During the final quarter of the 19th century, her husband, the Earl of Rosebery, was one of the most celebrated figures in Britain, an influential millionaire and politician, whose charm, wit, charisma and public popularity gave him such standing that he "almost eclipsed that of Royalty".[1] The Countess remains an enigmatic figure, and is often regarded as notable only for financing her husband's three ambitions: to marry an heiress, win The Derby, and become Prime Minister (the second and third of these possibly apocryphal ambitions were achieved after her death).[2] In truth, she was her husband's driving force and motivation.
Her marriage into the aristocracy, while controversial at the time, gave her the social cachet in an antisemitic society that her vast fortune could not.[3] She subsequently became a political hostess and philanthropist. Her charitable work was principally in the sphere of public health and causes associated with the welfare of working-class Jewish women living in the poorer districts of London.
Having firmly assisted and supported her husband on his path, she suddenly died in 1890, aged 39.
Legacy[edit]
Rosebery as widower[edit]
There is no evidence that Lady Rosebery drove her husband to follow her own political agenda, or that of her family. For her the rewards seem to have been the pleasure of seeing a husband she undoubtedly adored in the high office of which she felt him worthy. There is no doubt that she tempered her husband's more radical views. Immediately following his wife's death Rosebery retired from politics, writing in October 1891 "The sole object of my ambition has disappeared with the death of my wife."[92] Proof of the widespread belief in society that Lady Rosebery was the stable element of the partnership was confirmed shortly after her death, by Queen Victoria, following a then rare public speech by Rosebery, in which he supported Home Rule for Ireland. The Queen was shocked and thought the speech "almost communistic" and went on to attribute Rosebery's "shocking and disappointing" behaviour to the fact that "poor Lady Rosebery is not there to keep him back".[93] While Queen Victoria always personally liked Rosebery, she mistrusted his politics.[94]

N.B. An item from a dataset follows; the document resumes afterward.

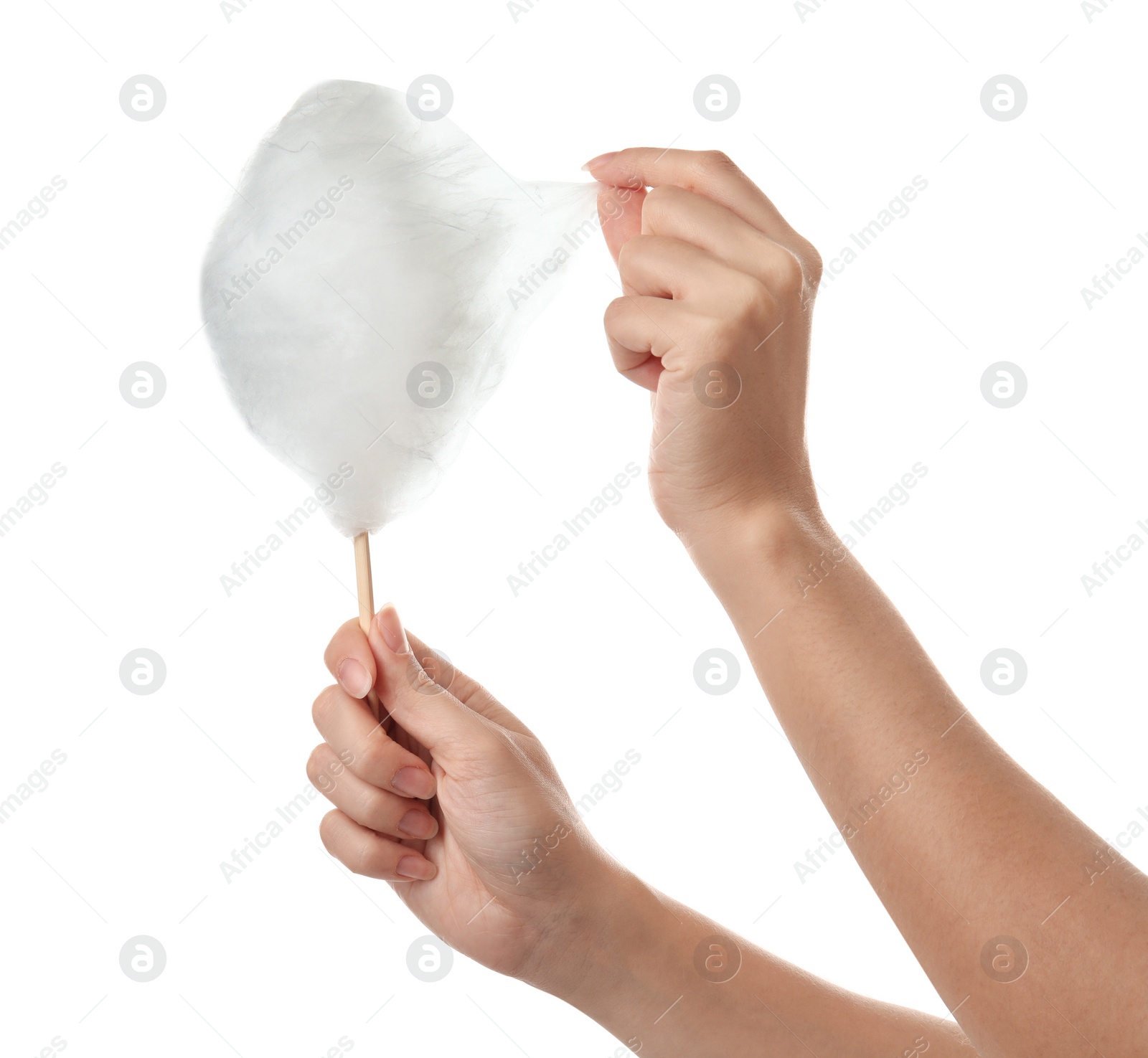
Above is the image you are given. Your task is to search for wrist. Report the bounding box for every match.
[547,870,697,1024]
[681,501,839,585]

The Queen had thoroughly liked Lady Rosebery and wrote Rosebery several letters of condolence, likening his loss to the untimely death of her own consort, Prince Albert.[95] It seems that the Queen's antipathy to Jews was confined to elevating them to the peerage. This view had softened by 1885.[96] In 1890 she accepted a luncheon invitation from Lady Rosebery's cousin Ferdinand de Rothschild and toured Waddesdon Manor albeit eating in a separate dining room to the Jewish members of the party.[97]
Shortly after his wife's death, Rosebery left his grieving children and went alone on a tour of Spain. Following a visit to El Escorial he wrote on the sepulchral wonders of the building, but added "for the dead alone the Taj is of course supreme".[98] On his return home he had designed for his wife a Victorian Gothic version of the Taj Mahal in miniature. For the remainder of his life he wore black and used black edged writing paper. Once, when talking with his daughter Sybil, he asked her what mourning she thought her mother would have worn had the situation been reversed. Sybil replied, "She would not have worn any, she would have died at once."[99]

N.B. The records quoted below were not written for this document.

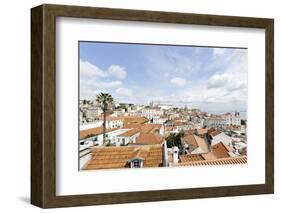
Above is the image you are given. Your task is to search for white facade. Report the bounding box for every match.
[106,118,123,129]
[80,120,103,131]
[204,118,226,128]
[223,112,241,126]
[211,132,232,146]
[141,108,164,119]
[115,132,140,146]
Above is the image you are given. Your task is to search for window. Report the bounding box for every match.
[132,161,141,168]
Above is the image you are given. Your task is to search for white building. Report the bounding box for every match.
[141,108,164,119]
[114,129,140,146]
[204,117,227,129]
[211,132,232,146]
[222,112,241,126]
[106,116,124,129]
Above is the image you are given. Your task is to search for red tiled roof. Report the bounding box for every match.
[212,142,232,158]
[80,127,116,140]
[85,145,163,170]
[178,156,247,166]
[134,133,163,145]
[118,129,140,137]
[197,128,209,135]
[183,135,209,152]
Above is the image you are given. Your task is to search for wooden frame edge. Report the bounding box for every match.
[31,4,274,208]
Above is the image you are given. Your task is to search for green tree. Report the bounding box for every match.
[96,93,113,144]
[166,132,183,148]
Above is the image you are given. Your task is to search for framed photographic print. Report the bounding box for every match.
[31,5,274,208]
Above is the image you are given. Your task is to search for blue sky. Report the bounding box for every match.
[80,42,248,112]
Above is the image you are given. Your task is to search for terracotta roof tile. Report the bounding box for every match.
[85,145,163,170]
[183,135,209,152]
[196,128,209,135]
[212,142,232,158]
[178,156,247,166]
[134,133,163,145]
[80,127,116,140]
[118,128,140,137]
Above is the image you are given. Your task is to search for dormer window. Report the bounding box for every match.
[132,160,141,168]
[129,158,143,168]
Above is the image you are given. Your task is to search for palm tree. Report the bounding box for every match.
[96,93,113,144]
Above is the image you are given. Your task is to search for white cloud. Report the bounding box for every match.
[80,59,107,77]
[107,65,127,80]
[213,48,227,58]
[115,88,133,97]
[208,73,231,89]
[94,81,123,89]
[170,77,187,87]
[80,59,127,80]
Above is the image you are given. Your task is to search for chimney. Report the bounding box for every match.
[163,140,169,167]
[172,146,179,165]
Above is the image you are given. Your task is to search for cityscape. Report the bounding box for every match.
[79,42,247,170]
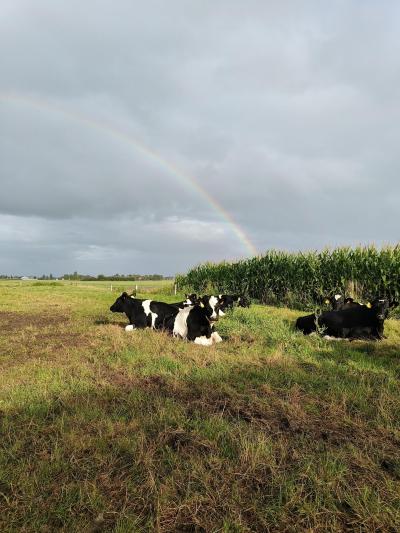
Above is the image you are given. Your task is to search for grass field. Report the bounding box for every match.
[0,282,400,533]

Ronald Munro Ferguson has been quoted in 1912 as saying "many things would have gone otherwise had Lady Rosebery lived. Her loss is today as great a calamity from every point of view as it was at the time of her death."[65]
Widowhood changed Rosebery, both mentally and physically: he aged overnight, and began to refer to himself as an old man.[65] Two years after her death, friends were still concerned that he was suicidal. Winston Churchill thought him maimed by her death, and later said of her "she was a remarkable woman on whom Rosebery leaned, she was ever a pacifying and composing element in his life which he was never able to find again because he could never give full confidence to anyone else."[100]